So here is what I'm wondering: do you think some of your thicker students are unduly bothered by your native fluency? If you were Japanese-American and native in both, would they have the same problem? What if you were a non-native speaker? Are they imaginative in other areas? Is there any way to evaluate that? In my placement test in France, they gave us a scenario and asked us to write a little one-page story about it. I got level 2 scores on grammar and spelling, level 3-4 on vocabulary, and level 4 on imagination. (Evidently no one else used metaphor or simile, which strikes me as weird because it's such a great way to stretch your limited vocabulary. Don't know how to say "she had dark green eyes?" How about "she had green eyes like the jungle at night." So very very lame, but it seems impressive because you're supposed to be focused on grammar, not on creative description.) And I got placed in level 4, which was perfect because you can always get a second-language spell check for your computer and learn to be more diligent about checking for gender/number agreement between verbs and nouns.
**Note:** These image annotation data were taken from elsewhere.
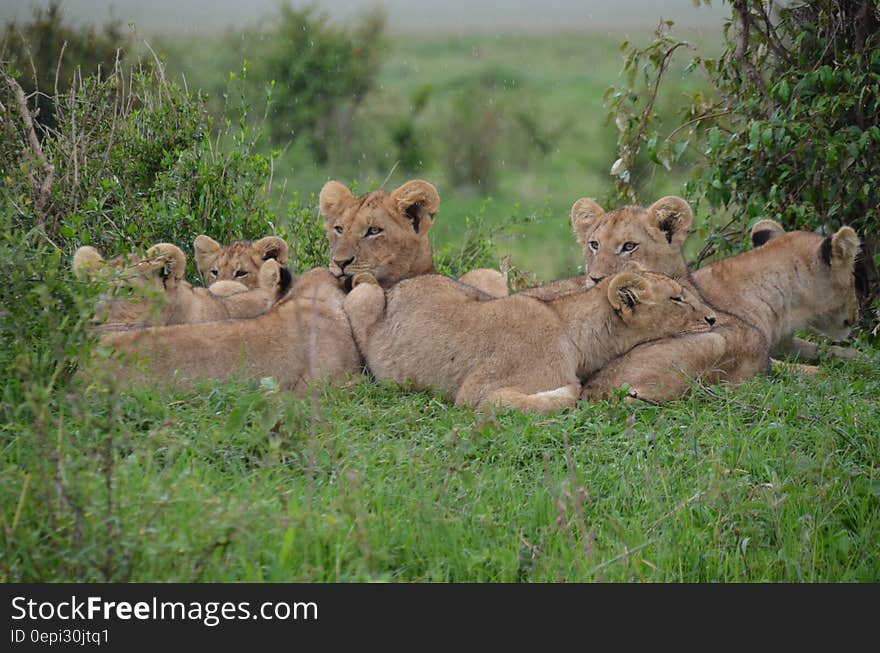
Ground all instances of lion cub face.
[570,196,693,283]
[750,220,861,340]
[320,180,440,287]
[193,235,288,288]
[73,243,186,327]
[606,266,715,340]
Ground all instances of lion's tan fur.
[87,180,507,390]
[93,269,361,393]
[582,222,859,401]
[319,179,507,296]
[193,234,288,288]
[344,272,714,411]
[522,195,693,298]
[73,243,286,329]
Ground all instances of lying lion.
[319,179,507,297]
[193,234,288,288]
[582,214,859,402]
[344,272,715,412]
[87,180,507,390]
[73,243,290,330]
[95,261,361,393]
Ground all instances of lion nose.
[333,256,354,272]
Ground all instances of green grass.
[156,30,712,281]
[0,342,880,582]
[0,20,880,582]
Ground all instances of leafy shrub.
[609,0,880,326]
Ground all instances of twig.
[733,0,767,98]
[3,72,55,227]
[54,41,67,97]
[587,540,654,576]
[562,431,593,555]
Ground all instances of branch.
[3,72,55,227]
[733,0,767,98]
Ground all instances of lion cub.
[90,261,361,394]
[343,272,715,412]
[193,235,288,288]
[73,243,291,330]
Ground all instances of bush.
[609,0,880,326]
[0,0,128,137]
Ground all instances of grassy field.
[156,30,712,281]
[0,19,880,582]
[0,350,880,582]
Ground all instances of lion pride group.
[73,180,859,412]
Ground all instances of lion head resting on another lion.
[73,243,291,330]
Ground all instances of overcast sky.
[0,0,730,33]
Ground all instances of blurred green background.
[0,0,727,281]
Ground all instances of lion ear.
[73,245,104,276]
[608,272,651,313]
[318,180,354,220]
[193,234,220,277]
[391,179,440,233]
[568,197,605,245]
[260,258,281,290]
[749,218,785,247]
[819,227,861,272]
[648,195,694,247]
[252,236,288,265]
[146,243,186,286]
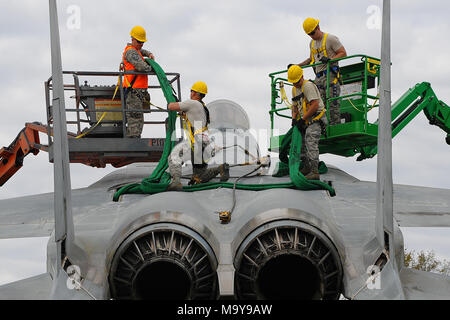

I think part of it, Sydney, is that students here are often really really tired. Most students tend to think I'm a wimp if I express the desire to consistently get more than 7 hours of sleep a night. A whole lot of people function on 5 hours a night.
For me, personally, if I was functioning on even half as much sleep deprivation as the average worker/student, I would also want to just find the right answers easily and get through the material.
It's also a culture of not wanting to stand out. Many students have told me about how they work hard to succeed but not too hard because if you are at the top of your class, everyone tries to kill you.
Chickens kill both the weak and the talented.
but anyways, that's why I love working with 3 year olds.